Friday, April 19, 2024

The “Rocky Horror Show” comes to an empty Brattle Street space Oct. 17 to Nov. 2. (Photo: Moonbox Productions via Facebook)

The “Rocky Horror Picture Show” is coming back to Harvard Square – once a weekend cinema staple, it’s now a theater production (and really just “The Rocky Horror Show”) arriving in time for Halloween, with the benefit of activating one of the square’s long empty and most prominent retail spaces.

The Moonbox Productions show runs Oct. 17 to Nov. 2, playing Thursdays at 7:30 p.m., Fridays and Saturdays at 7 and 10:30 p.m. and Sundays at 7:30 p.m. with special performance times Oct. 30-31; general admission tickets are $30, which covers not just a crew and 17-member cast, but the cost of creating a theater from scratch.
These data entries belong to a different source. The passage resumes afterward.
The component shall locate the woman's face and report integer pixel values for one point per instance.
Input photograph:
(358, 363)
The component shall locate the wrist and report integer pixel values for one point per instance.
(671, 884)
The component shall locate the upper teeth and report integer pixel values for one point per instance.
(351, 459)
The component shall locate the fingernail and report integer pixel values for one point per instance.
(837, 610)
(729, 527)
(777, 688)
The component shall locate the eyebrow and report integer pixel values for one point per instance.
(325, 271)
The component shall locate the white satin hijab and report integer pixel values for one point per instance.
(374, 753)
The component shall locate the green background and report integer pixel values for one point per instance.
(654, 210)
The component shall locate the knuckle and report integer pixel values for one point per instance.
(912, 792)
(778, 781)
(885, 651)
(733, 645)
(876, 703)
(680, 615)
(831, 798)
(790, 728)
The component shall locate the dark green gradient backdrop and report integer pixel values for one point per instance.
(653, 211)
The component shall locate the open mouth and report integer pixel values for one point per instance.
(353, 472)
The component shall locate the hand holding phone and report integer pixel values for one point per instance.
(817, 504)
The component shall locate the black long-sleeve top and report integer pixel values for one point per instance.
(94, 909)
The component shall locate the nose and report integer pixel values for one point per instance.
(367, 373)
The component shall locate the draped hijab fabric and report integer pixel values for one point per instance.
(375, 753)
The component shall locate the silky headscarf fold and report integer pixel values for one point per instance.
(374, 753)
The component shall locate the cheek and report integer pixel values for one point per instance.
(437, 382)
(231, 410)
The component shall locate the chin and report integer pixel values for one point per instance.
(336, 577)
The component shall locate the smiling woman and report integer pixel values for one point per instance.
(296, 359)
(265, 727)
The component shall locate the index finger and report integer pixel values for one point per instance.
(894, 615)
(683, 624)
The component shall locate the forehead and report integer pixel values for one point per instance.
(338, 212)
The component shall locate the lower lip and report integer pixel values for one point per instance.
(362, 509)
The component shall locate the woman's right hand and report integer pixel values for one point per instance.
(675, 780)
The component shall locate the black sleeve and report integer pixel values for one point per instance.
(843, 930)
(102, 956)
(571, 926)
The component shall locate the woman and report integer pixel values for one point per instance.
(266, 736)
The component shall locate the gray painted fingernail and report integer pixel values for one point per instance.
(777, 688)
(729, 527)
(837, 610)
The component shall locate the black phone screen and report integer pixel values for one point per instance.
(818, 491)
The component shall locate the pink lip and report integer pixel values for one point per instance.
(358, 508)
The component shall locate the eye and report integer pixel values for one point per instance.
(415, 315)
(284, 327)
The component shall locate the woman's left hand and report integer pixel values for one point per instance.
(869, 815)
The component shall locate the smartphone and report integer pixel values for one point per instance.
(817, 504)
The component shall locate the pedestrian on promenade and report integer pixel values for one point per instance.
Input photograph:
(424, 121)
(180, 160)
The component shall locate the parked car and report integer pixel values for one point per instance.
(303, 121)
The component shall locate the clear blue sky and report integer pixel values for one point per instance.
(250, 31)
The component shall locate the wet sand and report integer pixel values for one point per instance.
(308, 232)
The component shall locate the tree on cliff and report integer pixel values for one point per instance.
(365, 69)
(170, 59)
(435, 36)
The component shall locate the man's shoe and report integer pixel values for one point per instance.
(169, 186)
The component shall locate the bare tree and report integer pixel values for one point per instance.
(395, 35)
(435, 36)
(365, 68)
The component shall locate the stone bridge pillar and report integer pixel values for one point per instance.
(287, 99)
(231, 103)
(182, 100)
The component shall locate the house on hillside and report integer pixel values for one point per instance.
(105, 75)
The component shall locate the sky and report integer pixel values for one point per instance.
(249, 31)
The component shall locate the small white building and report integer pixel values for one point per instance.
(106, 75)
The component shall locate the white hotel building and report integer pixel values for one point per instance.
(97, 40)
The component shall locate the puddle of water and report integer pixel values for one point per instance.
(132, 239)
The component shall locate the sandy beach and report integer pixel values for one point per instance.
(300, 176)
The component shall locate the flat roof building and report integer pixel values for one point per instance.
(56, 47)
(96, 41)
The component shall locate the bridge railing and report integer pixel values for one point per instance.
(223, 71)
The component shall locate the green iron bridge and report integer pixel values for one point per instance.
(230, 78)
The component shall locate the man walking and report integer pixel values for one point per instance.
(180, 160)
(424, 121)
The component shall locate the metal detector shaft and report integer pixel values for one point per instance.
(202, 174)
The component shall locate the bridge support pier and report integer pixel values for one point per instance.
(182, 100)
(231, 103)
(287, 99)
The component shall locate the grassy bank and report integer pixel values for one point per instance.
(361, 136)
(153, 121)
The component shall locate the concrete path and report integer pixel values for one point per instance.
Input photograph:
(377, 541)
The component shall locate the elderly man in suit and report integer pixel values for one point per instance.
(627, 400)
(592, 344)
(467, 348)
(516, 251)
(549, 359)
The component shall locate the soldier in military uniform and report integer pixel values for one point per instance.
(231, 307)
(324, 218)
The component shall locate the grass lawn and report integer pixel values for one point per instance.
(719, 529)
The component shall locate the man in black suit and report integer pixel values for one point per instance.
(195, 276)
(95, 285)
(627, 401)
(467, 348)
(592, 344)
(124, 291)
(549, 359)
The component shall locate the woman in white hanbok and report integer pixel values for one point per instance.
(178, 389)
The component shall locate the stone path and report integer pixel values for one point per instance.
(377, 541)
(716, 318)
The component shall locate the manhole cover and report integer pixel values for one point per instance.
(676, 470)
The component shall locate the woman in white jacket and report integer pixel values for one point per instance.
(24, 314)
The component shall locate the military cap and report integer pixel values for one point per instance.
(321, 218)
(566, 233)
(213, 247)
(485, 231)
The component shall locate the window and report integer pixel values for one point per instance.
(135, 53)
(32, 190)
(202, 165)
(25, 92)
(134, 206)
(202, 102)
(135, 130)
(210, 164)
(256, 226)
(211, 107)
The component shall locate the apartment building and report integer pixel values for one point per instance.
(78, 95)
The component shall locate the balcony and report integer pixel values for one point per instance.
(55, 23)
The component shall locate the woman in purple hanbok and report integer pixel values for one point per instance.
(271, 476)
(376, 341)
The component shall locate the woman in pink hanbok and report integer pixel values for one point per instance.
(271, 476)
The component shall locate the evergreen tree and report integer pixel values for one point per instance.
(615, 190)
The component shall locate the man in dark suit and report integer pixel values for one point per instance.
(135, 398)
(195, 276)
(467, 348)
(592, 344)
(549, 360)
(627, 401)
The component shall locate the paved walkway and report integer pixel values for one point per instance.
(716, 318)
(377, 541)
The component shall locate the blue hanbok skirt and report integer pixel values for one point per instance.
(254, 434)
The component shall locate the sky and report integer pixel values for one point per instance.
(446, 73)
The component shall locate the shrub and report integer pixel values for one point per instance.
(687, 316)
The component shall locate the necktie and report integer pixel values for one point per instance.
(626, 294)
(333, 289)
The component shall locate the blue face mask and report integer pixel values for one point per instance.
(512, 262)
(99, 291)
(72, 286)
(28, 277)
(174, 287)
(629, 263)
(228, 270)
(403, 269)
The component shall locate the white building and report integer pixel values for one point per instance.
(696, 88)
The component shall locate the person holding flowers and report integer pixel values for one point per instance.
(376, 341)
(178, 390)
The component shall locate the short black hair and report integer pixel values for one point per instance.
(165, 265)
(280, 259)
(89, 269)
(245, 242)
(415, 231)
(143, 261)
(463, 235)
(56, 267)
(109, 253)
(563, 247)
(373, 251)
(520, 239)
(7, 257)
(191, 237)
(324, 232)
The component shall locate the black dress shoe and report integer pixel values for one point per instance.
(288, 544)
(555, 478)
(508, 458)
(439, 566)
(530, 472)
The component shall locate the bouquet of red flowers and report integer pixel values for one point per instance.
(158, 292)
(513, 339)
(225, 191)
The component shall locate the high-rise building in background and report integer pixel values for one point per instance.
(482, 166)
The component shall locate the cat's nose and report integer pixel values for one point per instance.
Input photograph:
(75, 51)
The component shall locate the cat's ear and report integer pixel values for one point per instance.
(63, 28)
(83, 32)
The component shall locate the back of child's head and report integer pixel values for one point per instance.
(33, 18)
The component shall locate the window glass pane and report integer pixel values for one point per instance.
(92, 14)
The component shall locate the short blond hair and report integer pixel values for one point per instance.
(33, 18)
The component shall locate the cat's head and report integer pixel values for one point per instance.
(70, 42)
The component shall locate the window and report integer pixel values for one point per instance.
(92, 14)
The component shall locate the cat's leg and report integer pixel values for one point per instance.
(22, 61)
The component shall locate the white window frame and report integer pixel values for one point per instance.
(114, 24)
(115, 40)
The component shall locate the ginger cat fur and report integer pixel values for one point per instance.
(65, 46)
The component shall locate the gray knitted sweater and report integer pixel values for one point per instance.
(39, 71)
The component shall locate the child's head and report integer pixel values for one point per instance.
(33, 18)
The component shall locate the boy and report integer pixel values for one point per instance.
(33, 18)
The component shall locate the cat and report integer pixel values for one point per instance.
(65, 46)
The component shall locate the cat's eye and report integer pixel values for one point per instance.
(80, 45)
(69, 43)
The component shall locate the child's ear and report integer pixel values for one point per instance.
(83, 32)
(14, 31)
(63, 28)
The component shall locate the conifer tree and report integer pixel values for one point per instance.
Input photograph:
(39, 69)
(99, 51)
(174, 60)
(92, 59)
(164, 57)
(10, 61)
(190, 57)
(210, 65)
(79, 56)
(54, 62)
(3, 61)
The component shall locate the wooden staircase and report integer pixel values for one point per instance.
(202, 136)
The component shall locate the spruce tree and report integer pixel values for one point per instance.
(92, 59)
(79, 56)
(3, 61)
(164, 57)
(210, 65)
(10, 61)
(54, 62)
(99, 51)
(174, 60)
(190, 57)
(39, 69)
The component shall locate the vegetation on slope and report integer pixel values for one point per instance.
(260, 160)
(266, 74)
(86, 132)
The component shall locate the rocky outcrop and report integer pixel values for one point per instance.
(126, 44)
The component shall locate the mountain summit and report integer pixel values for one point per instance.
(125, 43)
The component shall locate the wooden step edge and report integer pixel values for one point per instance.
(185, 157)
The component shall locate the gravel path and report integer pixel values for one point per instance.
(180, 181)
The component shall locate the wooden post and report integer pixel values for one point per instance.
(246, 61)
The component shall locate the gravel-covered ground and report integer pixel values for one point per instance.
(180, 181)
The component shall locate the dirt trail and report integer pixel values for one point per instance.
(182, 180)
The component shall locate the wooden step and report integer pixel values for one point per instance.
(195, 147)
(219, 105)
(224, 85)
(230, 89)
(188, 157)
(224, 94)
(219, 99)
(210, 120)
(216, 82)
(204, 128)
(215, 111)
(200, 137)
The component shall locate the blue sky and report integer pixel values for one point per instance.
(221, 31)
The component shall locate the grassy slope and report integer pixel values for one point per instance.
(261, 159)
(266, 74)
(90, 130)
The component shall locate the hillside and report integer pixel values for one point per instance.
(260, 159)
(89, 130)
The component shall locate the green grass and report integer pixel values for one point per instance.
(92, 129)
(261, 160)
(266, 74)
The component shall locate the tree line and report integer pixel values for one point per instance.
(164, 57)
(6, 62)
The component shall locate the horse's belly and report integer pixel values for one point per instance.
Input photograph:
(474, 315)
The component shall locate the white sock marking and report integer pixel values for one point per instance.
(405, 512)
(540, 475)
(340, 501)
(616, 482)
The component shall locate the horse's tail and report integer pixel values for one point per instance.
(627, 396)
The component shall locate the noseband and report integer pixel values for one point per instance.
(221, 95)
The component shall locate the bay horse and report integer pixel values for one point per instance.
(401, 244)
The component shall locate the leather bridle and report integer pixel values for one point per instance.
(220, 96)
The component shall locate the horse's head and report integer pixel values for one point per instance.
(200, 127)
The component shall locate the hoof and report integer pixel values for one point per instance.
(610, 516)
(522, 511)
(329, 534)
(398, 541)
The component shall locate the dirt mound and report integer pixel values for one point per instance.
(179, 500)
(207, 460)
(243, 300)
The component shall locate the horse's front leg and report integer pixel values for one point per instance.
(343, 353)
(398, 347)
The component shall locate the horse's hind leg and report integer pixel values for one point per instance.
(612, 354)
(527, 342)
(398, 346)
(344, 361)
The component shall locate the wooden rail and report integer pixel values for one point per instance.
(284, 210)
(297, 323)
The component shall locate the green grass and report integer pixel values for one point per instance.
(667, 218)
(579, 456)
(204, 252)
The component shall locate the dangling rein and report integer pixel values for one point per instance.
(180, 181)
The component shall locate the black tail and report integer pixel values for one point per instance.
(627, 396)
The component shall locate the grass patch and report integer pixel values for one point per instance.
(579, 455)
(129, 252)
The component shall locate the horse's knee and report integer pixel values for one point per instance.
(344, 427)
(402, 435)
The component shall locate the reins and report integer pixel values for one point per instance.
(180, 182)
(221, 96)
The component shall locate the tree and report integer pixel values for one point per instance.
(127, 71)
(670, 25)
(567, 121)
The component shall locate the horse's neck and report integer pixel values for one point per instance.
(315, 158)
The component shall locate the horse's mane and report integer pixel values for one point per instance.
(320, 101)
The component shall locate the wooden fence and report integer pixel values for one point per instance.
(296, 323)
The venue, after all, is the former Hidden Sweets shop at 25 Brattle St., which has been empty since December 2016; there was a five-month run as a Lululemon popup that ended in January.

Peter Mill as Dr. Frank N. Furter in “The Rocky Horror Show,” in rehearsal for a September preview in Boston. (Photo: Jonathan Fasulo)

“We’re basically producing the show and creating the theater simultaneously,” Moonbox publicist Regina Norfolk said. “They’ve kind of given us free rein, because it was empty and they know some [future business is] just going to come in here and gut the space. So they said, ‘Yeah, have at it, gut it, do whatever you want, create a theater.’ It’s become this really fun project.”

Moonbox is customizing the high-ceilinged space for “Rocky” with action along the back and down the center, with seating (including tables) and a small bar along either side. “We’re creating a fun theater right there in Harvard Square,” with construction expected to go on during rehearsals, Norfolk said.

Last summer, Moonbox expected to stage “Rocky Horror” at Kendall Square’s Le Lab. When that fell through in early September, the company – based in Harvard Square – turned to the Harvard Square Business Association for help.

Producer Sharman Altshuler and director David Lucey already had their eye on the Hidden Sweets space, said business association executive director Denise Jillson, and property owner Asana Partners– which she said is seeking a long-term tenant and may already have one lined up – turned out to like the idea.

“I had a conversation with Asana that said, ‘This is exactly the kind of thing that we need. So if “Rocky” is successful, you know, how about long term?’ And [the Asana representative] sort of laughed. I think they realize it would be terrific,” Jillson said.

The possibility of the theater company taking over the space permanently “is a long shot, though we certainly planted that seed,” Jillson said. “That would be really fun for the square.”

It would also be a boost for North Carolina-based Asana, easily the most despised property owner in Harvard Square after forcing out Crema Cafe and Black Ink with rent increases since picking up a block of Brattle Street properties in 2017 for $108 million.

“Rocky Horror” began life as a live musical satire of cheesy horror films and celebration of 1974-era sexual liberation, but its long life is more due to a 1975 film production that gained cult status, playing as a midnight flick across the country with elaborate, fan-run live shows and extensive audience interaction. The midnight shows were a staple at the 10 Church St. AMC Loews Harvard Square 5 from 1984 to the cinema’s closing in July 2012; Harvard Square briefly hosted the film and play simultaneously, as the Gold Dust Orphans out of Boston and Provincetown brought a production to Oberon for the three months ending 2011.